Have you ever noticed that we have a category for just about everything and everyone? Take a look around the lunch room or the office. You have your nerds, your jocks, your free spirits, your band geeks, your drama queens, your gamers, your potheads, your overachievers. We just tend to divide ourselves up by some arbitrary system of categorization. We call them cliques, and they’re as old as the human race.

These cliques are a common and even expected part of school and work, but what about our churches. We have the conservatives, the liberals, the traditionalists, and the progressives. We have the one cuppers, the multi-cuppers, the hand raisers, and the amen shouters. There are the clappers, the non-clappers, the pre-millenials and the amillenials. The institutional, the non-institutional, the Saturday night instrumentals, and the absolutely 100% non-instrumental, period.

There is definitely an “us and them” mentality within the church…and it’s been that way since the beginning.

We like to know what makes us us and what make them them. Where do we draw the line? What distinctions can we make so that the boundaries are clear? How can we nuance ourselves out of relationship with people we don’t necessarily like?

We are right.
They are not us.
Therefore, they are not right.

John had this same mentality. After all this time of following Jesus, look at what he proudly says to Jesus:

“Teacher,” said John, “we saw a man driving out demons in your name and we told him to stop, because he was not one of us.” 
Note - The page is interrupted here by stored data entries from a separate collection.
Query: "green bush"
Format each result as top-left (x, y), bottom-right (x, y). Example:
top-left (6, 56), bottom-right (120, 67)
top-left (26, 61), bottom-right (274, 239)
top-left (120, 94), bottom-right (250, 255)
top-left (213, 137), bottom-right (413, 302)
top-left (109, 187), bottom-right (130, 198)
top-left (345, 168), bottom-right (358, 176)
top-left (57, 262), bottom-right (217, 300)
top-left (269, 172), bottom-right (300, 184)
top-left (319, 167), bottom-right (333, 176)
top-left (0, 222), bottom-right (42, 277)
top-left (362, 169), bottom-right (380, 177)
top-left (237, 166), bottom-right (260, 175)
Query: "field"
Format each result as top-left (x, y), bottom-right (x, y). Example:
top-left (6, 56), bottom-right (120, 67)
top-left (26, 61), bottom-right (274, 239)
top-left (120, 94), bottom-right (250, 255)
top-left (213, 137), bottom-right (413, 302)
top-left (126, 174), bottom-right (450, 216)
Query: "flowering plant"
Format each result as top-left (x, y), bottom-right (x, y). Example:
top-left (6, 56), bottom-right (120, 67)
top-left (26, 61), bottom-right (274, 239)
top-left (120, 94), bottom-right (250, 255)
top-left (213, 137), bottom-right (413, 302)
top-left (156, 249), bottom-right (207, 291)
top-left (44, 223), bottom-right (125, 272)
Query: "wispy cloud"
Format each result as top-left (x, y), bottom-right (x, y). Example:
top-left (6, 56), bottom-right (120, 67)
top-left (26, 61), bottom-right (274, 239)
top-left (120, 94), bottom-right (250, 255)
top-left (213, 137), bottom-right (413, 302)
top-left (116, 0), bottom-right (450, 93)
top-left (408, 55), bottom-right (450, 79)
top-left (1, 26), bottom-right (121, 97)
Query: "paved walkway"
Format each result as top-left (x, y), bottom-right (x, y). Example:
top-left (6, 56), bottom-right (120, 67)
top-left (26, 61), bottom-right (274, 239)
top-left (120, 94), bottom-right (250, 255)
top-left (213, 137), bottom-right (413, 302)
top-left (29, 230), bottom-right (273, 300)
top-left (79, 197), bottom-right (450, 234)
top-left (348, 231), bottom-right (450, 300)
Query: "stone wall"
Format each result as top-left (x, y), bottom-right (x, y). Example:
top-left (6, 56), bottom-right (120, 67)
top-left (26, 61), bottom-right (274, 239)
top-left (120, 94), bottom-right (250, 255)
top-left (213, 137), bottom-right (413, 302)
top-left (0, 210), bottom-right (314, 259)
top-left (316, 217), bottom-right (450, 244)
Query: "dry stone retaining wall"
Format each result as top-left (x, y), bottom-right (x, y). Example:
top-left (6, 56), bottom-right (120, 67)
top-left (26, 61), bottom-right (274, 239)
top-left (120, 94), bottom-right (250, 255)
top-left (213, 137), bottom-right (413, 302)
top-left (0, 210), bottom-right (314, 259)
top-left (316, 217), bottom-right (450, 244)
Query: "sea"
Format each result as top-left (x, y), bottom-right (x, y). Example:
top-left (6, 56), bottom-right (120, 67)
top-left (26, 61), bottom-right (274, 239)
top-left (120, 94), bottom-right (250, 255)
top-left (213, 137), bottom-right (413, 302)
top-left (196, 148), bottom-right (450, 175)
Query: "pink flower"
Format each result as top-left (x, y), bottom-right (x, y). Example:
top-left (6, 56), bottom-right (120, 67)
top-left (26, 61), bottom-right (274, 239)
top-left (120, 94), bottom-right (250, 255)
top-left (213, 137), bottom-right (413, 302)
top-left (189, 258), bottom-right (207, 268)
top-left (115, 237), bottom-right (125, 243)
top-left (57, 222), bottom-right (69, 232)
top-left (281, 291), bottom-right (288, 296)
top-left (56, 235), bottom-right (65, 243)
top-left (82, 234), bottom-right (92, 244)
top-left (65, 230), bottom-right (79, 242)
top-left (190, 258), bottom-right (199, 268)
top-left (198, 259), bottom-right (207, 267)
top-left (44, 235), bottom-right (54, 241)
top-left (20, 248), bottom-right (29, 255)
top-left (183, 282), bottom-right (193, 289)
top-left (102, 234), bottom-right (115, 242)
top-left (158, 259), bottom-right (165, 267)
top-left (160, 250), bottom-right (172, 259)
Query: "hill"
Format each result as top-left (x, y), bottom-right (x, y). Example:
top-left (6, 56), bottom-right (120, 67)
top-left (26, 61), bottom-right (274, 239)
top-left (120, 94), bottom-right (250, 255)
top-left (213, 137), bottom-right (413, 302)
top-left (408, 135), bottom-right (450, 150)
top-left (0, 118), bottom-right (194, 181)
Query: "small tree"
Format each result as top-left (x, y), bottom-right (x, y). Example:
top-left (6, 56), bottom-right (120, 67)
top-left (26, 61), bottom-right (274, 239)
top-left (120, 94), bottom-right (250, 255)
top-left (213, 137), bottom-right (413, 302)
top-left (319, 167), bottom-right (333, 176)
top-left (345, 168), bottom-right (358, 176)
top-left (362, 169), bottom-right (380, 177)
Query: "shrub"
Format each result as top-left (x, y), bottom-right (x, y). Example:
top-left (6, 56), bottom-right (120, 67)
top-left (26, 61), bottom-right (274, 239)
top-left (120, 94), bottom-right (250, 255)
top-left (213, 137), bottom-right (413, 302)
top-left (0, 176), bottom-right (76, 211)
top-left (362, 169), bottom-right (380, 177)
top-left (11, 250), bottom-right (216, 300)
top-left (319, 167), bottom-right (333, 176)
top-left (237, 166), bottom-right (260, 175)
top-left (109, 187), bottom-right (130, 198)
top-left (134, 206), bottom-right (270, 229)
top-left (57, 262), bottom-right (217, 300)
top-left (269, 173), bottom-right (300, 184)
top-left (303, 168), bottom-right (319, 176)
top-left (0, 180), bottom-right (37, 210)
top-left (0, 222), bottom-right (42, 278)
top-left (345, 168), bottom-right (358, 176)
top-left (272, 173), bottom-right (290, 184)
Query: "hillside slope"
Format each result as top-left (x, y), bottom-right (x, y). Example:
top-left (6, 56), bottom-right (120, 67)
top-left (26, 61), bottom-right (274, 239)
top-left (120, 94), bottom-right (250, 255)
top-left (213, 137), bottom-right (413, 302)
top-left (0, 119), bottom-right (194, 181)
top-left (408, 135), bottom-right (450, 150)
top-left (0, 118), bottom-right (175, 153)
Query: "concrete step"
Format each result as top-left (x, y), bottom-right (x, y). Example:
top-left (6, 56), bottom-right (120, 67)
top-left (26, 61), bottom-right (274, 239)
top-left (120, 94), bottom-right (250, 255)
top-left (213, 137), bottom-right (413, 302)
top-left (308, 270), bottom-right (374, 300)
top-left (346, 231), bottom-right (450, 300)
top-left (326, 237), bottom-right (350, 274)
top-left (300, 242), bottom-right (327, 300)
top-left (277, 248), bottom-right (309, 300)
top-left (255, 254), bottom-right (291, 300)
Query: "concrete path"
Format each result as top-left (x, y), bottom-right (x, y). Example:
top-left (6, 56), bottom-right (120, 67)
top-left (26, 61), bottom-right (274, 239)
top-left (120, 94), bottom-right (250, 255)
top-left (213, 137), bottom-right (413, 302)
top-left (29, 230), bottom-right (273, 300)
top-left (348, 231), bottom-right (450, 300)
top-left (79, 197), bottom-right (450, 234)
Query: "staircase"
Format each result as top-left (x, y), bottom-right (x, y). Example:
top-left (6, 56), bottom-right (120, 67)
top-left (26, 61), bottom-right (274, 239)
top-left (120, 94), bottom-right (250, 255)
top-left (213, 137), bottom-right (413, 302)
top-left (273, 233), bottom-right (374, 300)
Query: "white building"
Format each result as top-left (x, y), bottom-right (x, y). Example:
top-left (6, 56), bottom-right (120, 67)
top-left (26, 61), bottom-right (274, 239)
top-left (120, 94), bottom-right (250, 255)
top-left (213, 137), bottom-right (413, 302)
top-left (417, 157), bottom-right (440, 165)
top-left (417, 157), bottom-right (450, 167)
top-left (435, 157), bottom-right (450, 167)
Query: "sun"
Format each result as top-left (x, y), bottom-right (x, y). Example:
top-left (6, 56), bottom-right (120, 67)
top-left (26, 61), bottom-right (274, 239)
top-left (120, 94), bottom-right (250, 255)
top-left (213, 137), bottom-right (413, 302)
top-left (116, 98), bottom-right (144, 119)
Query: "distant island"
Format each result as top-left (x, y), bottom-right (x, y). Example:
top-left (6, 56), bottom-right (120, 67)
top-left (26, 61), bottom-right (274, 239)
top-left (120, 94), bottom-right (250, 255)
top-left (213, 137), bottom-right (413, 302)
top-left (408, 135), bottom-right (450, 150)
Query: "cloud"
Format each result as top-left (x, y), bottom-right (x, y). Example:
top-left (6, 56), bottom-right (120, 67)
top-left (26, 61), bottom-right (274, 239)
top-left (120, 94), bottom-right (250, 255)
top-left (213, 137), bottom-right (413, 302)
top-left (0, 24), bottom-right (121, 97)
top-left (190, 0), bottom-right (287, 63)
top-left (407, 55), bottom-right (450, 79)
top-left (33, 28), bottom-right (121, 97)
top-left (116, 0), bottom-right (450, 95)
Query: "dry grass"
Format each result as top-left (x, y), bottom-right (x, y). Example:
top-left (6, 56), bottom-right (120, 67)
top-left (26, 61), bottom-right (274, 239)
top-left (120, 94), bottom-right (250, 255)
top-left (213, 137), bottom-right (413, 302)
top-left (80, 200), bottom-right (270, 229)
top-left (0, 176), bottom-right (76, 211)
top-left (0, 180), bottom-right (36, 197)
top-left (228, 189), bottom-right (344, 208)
The great irony is that just a few verses earlier, Jesus’ own disciples were unable to drive out one demon. And now we’re told that there is someone not of the Twelve who is casting out multiple demons in Jesus’ name. And the disciples tell him to stop!

Why? Because he was defaming Jesus? Because he was wanting attention for himself? Because he was leading other people astray? No. Because he was not “one of us.”
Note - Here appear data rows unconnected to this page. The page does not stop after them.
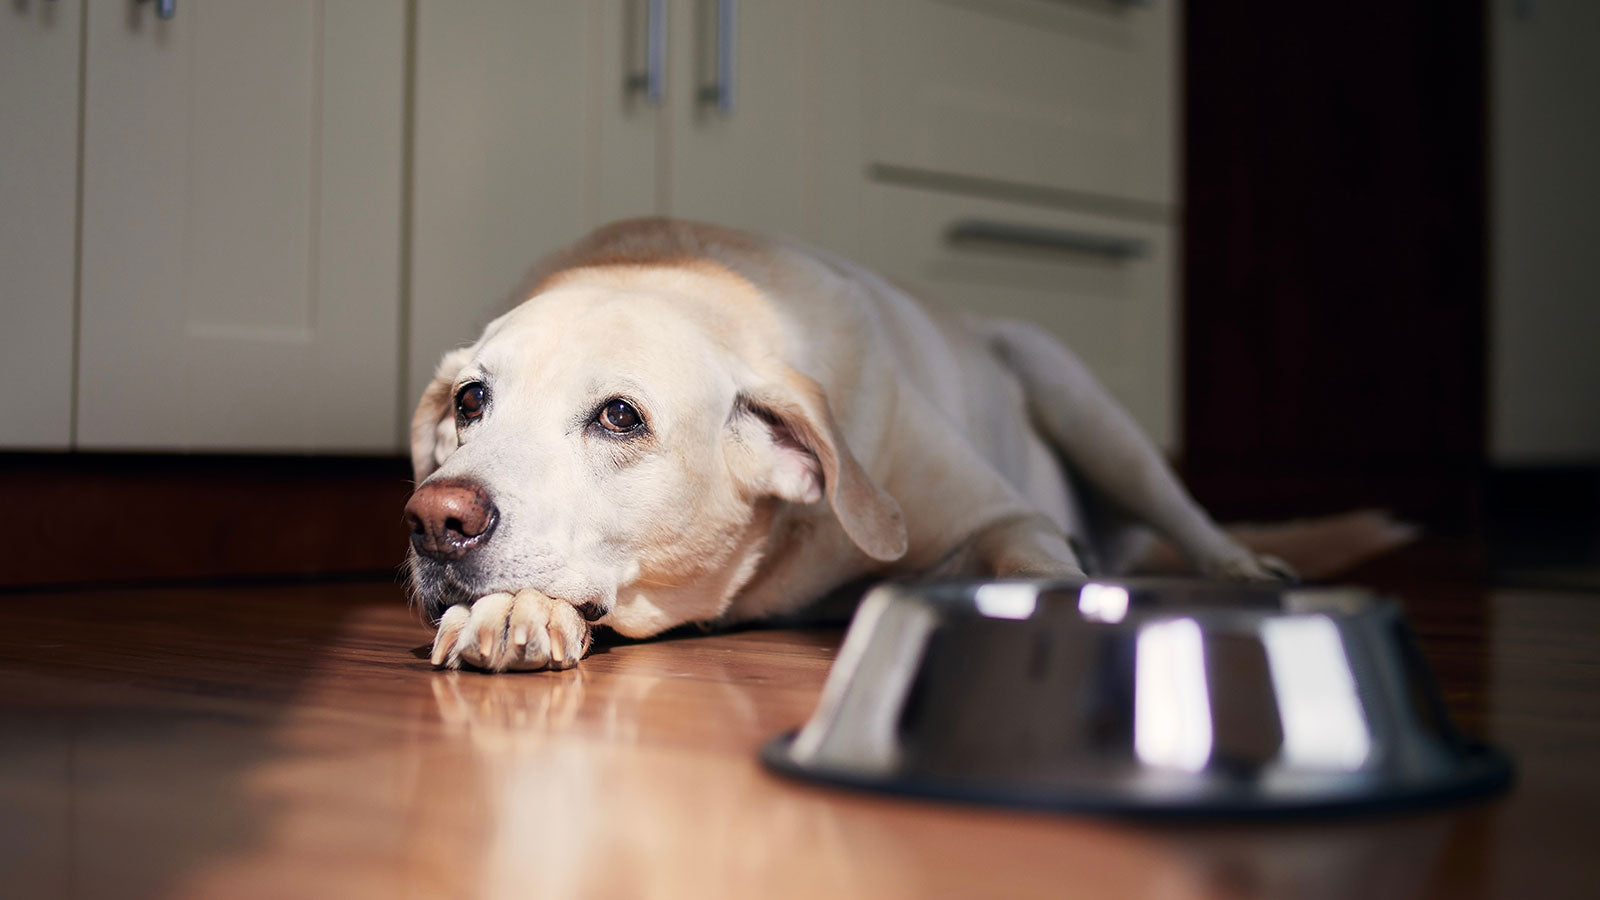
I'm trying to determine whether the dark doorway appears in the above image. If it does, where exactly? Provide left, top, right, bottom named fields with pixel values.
left=1182, top=2, right=1487, bottom=534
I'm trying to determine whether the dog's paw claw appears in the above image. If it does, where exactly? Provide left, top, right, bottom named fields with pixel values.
left=430, top=602, right=473, bottom=667
left=1255, top=553, right=1300, bottom=583
left=430, top=590, right=591, bottom=673
left=1206, top=552, right=1299, bottom=583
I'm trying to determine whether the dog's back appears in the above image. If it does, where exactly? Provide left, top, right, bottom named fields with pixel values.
left=525, top=217, right=1088, bottom=547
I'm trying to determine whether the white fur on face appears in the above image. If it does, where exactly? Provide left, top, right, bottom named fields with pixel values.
left=417, top=280, right=784, bottom=637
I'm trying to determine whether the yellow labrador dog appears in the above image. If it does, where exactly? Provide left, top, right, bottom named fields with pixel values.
left=406, top=218, right=1289, bottom=672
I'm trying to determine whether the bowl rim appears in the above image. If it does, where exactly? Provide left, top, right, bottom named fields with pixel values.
left=869, top=577, right=1403, bottom=629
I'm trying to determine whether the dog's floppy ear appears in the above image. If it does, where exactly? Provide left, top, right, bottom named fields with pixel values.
left=410, top=347, right=474, bottom=483
left=737, top=369, right=908, bottom=562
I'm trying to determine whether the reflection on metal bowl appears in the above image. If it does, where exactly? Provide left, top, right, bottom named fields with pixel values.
left=763, top=579, right=1512, bottom=818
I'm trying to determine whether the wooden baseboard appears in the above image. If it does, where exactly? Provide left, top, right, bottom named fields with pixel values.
left=5, top=450, right=1531, bottom=590
left=1485, top=465, right=1600, bottom=520
left=0, top=453, right=414, bottom=590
We’re familiar and comfortable with the saying “Whoever is not for us is against us.” If someone doesn’t say the same things, believe the same things, dress the same way, support the same causes, sing the same songs in the same style…then they must of course be against everything we believe. If they are not for us, if they in fact are not us, then they must be against us.

But what does Jesus say?

Do not stop himNo one who does a miracle in my name can in the next moment say anything bad about me, for whoever is not against us is for us. I tell you the truth, anyone who gives you a cup of water in my name because you belong to Christ will certainly not lose his reward.”

Did you catch that? Whoever is not against us is for us. Jesus completely reverses the old adage that we love and cherish. He takes all our categories and labels and throws them out the window. Our way of determining us and them is turned on end.
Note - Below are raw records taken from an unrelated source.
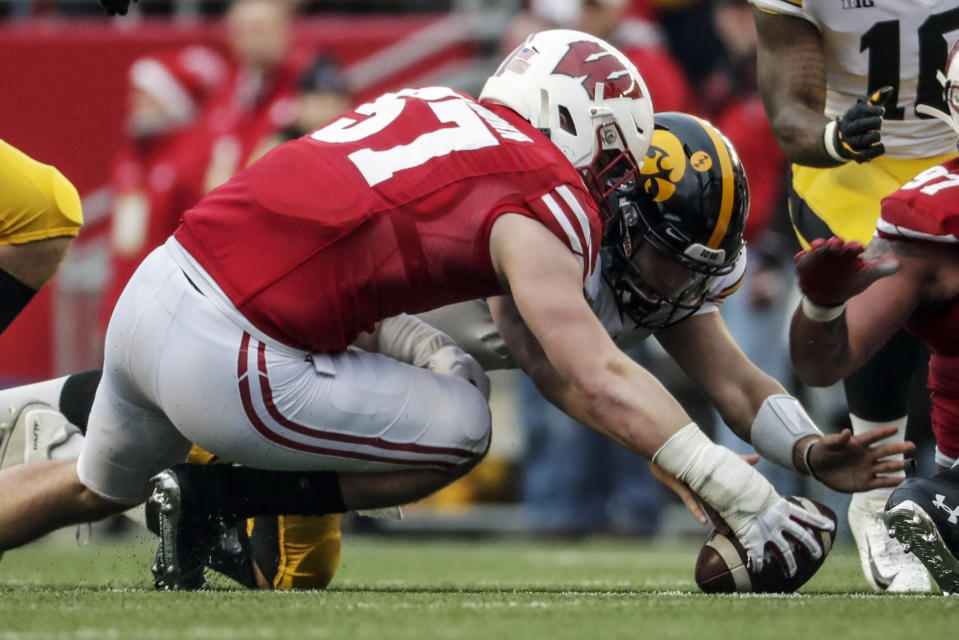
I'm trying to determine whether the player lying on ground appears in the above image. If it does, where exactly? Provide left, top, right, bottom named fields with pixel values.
left=789, top=42, right=959, bottom=595
left=0, top=110, right=911, bottom=589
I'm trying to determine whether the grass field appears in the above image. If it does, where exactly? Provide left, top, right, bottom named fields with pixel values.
left=1, top=532, right=957, bottom=640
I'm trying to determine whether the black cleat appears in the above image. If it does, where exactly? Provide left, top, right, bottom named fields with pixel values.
left=884, top=467, right=959, bottom=595
left=146, top=468, right=221, bottom=591
left=206, top=523, right=257, bottom=589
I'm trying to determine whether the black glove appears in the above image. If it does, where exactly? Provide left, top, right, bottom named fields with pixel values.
left=100, top=0, right=135, bottom=15
left=825, top=86, right=893, bottom=163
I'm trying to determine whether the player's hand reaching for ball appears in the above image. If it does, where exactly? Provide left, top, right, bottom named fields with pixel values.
left=804, top=427, right=916, bottom=493
left=735, top=497, right=834, bottom=577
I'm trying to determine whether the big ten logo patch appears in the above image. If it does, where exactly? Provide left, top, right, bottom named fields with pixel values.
left=690, top=151, right=712, bottom=172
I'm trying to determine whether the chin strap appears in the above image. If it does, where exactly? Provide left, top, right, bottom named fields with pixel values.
left=917, top=103, right=959, bottom=137
left=537, top=88, right=551, bottom=138
left=915, top=71, right=959, bottom=138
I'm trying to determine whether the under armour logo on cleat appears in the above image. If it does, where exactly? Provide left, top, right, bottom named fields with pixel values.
left=933, top=494, right=959, bottom=525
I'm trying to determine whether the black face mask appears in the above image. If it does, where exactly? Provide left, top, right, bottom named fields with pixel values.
left=601, top=241, right=711, bottom=330
left=600, top=193, right=736, bottom=330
And here’s the difference: Jesus is saying to start at the points of unity, not the points of division. What common ground do we and they both share? Let’s focus on that.

The disciples did it then, and we do it now. We tend to focus more on that which divides. We like to highlight the things that keep us on one side of the line and them on the other.

Jesus simply erases the line.

Begin on common ground. This man was doing the work of God in the name of Jesus. He was promoting the name and mission of Jesus. Sure, he may not have been one of Jesus’ closest disciples. He may not have had all the right answers. He may not have known as much about the Bible as others. He may have looked different, spoken differently, and worshiped differently. But that did not make him part of “them” rather than “us.”

I believe that the work of God is WAY bigger than we can ever realize. If there’s one thing we know about God is that he shows up and works in people and places we least expect. Who are we to limit God to working solely through “us?”

Whoever is not against us is for us.